Neil doesn’t make deals with Andrew for anything other than exy. Neil has everything he wants. He has Andrew’s knee pressing against his under the table when they go out for team pizza. He has Andrew’s shoulders nestled back against his own as he goes to sleep, Andrew between him and the world, guarding Neil. He has Andrew’s fingers on his neck, drawing him down into a kiss at a Trojan’s game Kevin got them all tickets too, the crowd around them going wild cheering the final score of the Trojan’s win and Andrew’s lips warm against his, his teeth a sharp tug and his eyes glittering when he pulls back.
“Get a room!” Nicky yells at them and Neil can’t agree more.

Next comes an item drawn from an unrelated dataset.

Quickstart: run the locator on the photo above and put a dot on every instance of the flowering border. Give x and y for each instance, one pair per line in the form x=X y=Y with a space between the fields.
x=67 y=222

There are so many things Neil doesn’t know how to let go of anymore. He faces down his fifth year at Palmetto State with the kind of horror he hasn’t felt since freshman year. His Foxes have shifted and changed. They’re still composed of as many bent and damaged pieces as ever but the faces are all different. Neil has been loosing his family by bits and pieces the last three years. The upperclassmen weren’t easy to let slip loose, but Dan and Matt are the kind of family who stay in touch. Dan shows up at all of the Foxes games, no matter where they are. Matt makes it to all of the games near his graduate program. All the Foxes are invited to Matt and Dan’s wedding. Dan and Matt come back to Palmetto for the party celebrating Rene’s acceptance to law school. Rene keeps in touch with Andrew more than with Neil, but Andrew often puts their calls on speakerphone occasionally leaving Neil to finish his conversations and say goodbye to Rene instead. Everyone knew Nicky was going to Germany after graduation. Nicky tries to organize a group Skype at least a couple of times a year, besides his near weekly calls to Kevin or Neil. He even manages to get Allison to attend. The conversations are sometimes awkward, stilted over the jerky connection and distances, but they’re still Neil’s family. Neil knows Nicky’s planning to come back to the states, to be on campus for Andrew, Aaron, and Kevin’s graduation.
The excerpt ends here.